Wojciech Szczęsny, ceniony bramkarz i jedna z kluczowych postaci w strategii trenera Massimiliano Allegriego, jest pewniakiem do gry w każdym meczu Serie A w barwach Juventusu. Mimo to, jego przyszłość w klubie staje się tematem gorących dyskusji, gdyż jego obecna umowa z zespołem zbliża się ku końcowi – wygasa za rok.
Ostatnie tygodnie przyniosły początek negocjacji między Szczęsnym a klubem na temat przedłużenia kontraktu do roku 2026. Portal Tuttomercatoweb.com donosi, że 34-letni bramkarz otrzymał niedawno pierwszą propozycję nowego kontraktu. Zgodnie z ofertą, Szczęsny zarabiałby cztery miliony euro za każdy sezon gry.
Jednakże, jak informuje źródło, reprezentant Polski nie zgodził się na tę propozycję. Powodem jest znaczne obniżenie pensji, którą obecnie otrzymuje – wynosi ona sześć i pół miliona euro rocznie. Szczęsny, zdeterminowany w swojej postawie, oczekuje lepszych warunków finansowych.

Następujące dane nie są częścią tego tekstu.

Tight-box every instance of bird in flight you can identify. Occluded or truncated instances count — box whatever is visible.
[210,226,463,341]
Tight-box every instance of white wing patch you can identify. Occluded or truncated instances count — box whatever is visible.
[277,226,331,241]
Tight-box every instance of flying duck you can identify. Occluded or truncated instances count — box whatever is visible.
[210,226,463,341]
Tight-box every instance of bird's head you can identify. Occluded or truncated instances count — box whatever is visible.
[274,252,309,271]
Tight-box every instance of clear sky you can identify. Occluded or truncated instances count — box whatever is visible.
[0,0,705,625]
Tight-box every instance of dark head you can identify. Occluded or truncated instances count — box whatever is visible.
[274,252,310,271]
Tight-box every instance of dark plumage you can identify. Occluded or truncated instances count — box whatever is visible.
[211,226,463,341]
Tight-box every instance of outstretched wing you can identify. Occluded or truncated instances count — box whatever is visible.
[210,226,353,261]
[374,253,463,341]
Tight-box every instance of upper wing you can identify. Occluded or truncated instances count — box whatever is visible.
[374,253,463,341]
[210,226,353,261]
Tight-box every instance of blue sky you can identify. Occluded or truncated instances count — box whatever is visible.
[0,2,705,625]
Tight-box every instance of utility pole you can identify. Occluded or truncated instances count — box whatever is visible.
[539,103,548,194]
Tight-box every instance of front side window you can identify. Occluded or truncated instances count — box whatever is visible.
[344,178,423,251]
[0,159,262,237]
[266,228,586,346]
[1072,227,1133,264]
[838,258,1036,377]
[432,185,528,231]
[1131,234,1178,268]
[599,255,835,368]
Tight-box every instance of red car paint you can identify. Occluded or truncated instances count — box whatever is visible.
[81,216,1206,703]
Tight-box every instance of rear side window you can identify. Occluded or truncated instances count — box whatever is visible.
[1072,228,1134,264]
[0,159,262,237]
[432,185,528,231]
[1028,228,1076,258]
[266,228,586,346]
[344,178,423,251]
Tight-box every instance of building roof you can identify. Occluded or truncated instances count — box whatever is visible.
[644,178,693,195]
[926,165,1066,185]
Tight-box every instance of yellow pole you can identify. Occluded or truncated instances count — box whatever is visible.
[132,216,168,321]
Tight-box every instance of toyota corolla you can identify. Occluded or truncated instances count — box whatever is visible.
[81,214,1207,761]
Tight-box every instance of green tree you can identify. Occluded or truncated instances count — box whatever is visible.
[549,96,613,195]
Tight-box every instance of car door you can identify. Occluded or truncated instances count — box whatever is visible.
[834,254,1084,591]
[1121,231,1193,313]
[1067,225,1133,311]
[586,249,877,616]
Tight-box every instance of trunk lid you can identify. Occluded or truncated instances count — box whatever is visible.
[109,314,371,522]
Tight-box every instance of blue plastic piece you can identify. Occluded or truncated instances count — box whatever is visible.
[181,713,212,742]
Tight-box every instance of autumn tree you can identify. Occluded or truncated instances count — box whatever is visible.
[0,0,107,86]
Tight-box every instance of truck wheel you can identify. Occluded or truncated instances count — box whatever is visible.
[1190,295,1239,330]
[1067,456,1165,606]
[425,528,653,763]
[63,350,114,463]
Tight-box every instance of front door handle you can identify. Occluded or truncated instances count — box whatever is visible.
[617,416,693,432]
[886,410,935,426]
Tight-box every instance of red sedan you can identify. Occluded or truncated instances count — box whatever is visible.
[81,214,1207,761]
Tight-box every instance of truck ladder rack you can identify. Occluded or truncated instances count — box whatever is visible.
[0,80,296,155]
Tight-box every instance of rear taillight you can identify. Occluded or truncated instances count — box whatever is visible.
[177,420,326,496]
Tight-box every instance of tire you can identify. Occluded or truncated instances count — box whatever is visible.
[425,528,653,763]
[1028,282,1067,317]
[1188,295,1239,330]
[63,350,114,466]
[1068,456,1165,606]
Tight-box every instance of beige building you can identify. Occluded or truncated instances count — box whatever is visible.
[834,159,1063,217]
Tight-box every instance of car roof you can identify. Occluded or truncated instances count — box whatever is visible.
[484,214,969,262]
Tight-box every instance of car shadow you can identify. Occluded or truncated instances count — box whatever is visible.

Nie zważając na wynik rozmów ze Szczęsnym, Juventus już planuje przyszłość swojej bramki na rok 2025. W przypadku, gdyby Szczęsny zdecydował się pozostać, mógłby odgrywać rolę mentora dla nowego bramkarza. Jeśli jednak opuściłby klub, nowy nabytek miałby za zadanie bezpośrednio zastąpić doświadczonego Polaka.
Klub ma już na oku dwóch kandydatów do wzmocnienia swojej bramki. Są to Michele Di Gregorio z Monzy oraz Marco Carnesecchi z Atalanty. Obydwaj bramkarze są postrzegani jako solidne opcje, zdolne do dalszego rozwoju i wzmocnienia obrony „Bianconeri”.
To, jak rozwinie się sytuacja Wojciecha Szczęsnego w Juventusie, pozostaje kluczowym zainteresowaniem, dla fanów klubu i obserwatorów piłki nożnej. Każdy krok w tych negocjacjach będzie na pewno uważnie śledzony, a decyzje podejmowane przez bramkarza mogą mieć długotrwałe skutki zarówno dla jego kariery, jak i dla przyszłości Juventusu.